I populate a very large array using a stxxl::VECTOR_GENERATOR<MyData>::result::bufwriter_type
(something like 100M entries) which I need to sort in parallel.
I use the stxxl::sort(vector->begin(), vector->end(), cmp(), memoryAmount)
method, which in theory should do what I need: sort the elements very efficiently.
However, during the execution of this method I noticed that only one processor is fully utilised, and all the other cores are quite idle (I suspect there is little activity to fetch the input, but in practice they don't do anything).
This is my question: is it possible to exploit more cores during the sorting phase, or is the parallelism used only to fetch the input asynchronously?
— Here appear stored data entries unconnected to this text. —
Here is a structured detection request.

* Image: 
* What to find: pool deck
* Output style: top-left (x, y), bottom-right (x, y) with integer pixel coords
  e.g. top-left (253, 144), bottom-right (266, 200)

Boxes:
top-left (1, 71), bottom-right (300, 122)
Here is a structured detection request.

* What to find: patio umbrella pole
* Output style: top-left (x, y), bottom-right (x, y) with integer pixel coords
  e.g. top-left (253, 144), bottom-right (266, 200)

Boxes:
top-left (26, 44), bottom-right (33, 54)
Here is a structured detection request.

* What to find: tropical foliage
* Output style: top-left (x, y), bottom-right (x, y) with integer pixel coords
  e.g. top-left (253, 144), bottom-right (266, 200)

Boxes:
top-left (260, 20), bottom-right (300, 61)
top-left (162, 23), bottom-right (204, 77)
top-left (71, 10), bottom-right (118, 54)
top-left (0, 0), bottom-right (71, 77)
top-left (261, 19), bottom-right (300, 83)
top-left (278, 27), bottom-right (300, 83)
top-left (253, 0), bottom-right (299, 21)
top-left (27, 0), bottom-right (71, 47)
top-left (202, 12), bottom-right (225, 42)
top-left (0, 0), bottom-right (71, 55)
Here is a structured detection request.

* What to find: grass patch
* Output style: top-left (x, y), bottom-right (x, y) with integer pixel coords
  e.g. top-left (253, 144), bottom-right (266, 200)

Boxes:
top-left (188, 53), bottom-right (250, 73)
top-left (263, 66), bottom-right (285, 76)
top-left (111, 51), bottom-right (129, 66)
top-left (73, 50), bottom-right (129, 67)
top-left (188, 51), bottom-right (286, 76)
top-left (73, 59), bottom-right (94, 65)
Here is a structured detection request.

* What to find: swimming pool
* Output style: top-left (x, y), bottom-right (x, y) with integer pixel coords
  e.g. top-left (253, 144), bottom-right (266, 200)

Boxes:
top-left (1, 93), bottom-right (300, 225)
If so, are there documents that explain how to enable it? (I looked extensively the documentation on the website, but I couldn't find anything).
Thanks very much!
EDIT
Thanks for the suggestion. I provide below some more information.
First of all I use MacOs for my experiments. What I do is that I launch the following program and I study its behaviour.
typedef struct Triple {
long t1, t2, t3;
Triple(long s, long p, long o) {
this->t1 = s;
this->t2 = p;
this->t3 = o;
}
Triple() {
t1 = t2 = t3 = 0;
}
} Triple;
const Triple minv(std::numeric_limits<long>::min(),
std::numeric_limits<long>::min(), std::numeric_limits<long>::min());
const Triple maxv(std::numeric_limits<long>::max(),
std::numeric_limits<long>::max(), std::numeric_limits<long>::max());
struct cmp: std::less<Triple> {
bool operator ()(const Triple& a, const Triple& b) const {
if (a.t1 < b.t1) {
return true;
} else if (a.t1 == b.t1) {
if (a.t2 < b.t2) {
return true;
} else if (a.t2 == b.t2) {
return a.t3 < b.t3;
}
}
return false;
}
Triple min_value() const {
return minv;
}
Triple max_value() const {
return maxv;
}
};
typedef stxxl::VECTOR_GENERATOR<Triple>::result vector_type;
int main(int argc, const char** argv) {
vector_type vector;
vector_type::bufwriter_type writer(vector);
for (int i = 0; i < 1000000000; ++i) {
if (i % 10000000 == 0)
std::cout << "Inserting element " << i << std::endl;
Triple t;
t.t1 = rand();
t.t2 = rand();
t.t3 = rand();
writer << t;
}
writer.finish();
//Sort the vector
stxxl::sort(vector.begin(), vector.end(), cmp(), 1024*1024*1024);
std::cout << vector.size() << std::endl;
}
Indeed there seems to be only one or maximum two threads working during the execution of this program. Notice that the machine has only a single disk.
Can you please confirm me whether the parallelism work on macos? If not, then I will try to use linux to see what happens. Or is perhaps because there is only one disk?